8. The first half of 2008-09 saw a sharp surge in the international prices of crude
petroleum and other commodities (food items, edible oils, metals etc.) leading to
severe inflationary pressures on the economy. The inflationary pressures were
contained through a slew of fiscal measures, including reduction of import duties
and imposition of export duties on a host of items.

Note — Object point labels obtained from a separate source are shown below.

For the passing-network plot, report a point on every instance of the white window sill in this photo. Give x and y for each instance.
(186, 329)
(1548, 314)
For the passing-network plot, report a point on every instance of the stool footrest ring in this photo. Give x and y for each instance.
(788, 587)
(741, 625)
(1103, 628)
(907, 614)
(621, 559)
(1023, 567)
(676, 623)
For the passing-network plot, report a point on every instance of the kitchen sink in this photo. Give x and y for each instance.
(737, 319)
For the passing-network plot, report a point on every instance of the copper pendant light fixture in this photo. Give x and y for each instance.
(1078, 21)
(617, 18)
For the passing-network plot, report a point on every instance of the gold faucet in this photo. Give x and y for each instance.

9. The onset of the global financial crisis in September, 2009 led to a reversal of
trends with de-growth in export markets and domestic slowdown. A dip in industrial
and manufacturing growth and the prognosis of an impending crisis prompted the
Government to announce three fiscal stimulus packages in quick succession- on 7th
December, 2008, the 2nd January, 2009 and 24th February, 2009
10. Owing to the policy interventions for inflation management and subsequently for
providing a stimulus to growth, Government had to forego substantial revenues from
excise and customs duties. Consequently, despite the buoyancy of direct tax
revenues and service tax collections, the fiscal consolidation process received a
setback. On the positive side, however, the results of these proactive measures
have begun to show- with some sections of manufacturing and services exhibiting
preliminary signs of recovery. It is expected that this will reflect in recovery in
growth of tax receipts in the later part of 2009-10 and enable a return to the path of
fiscal consolidation by moving closer to FRBM targets.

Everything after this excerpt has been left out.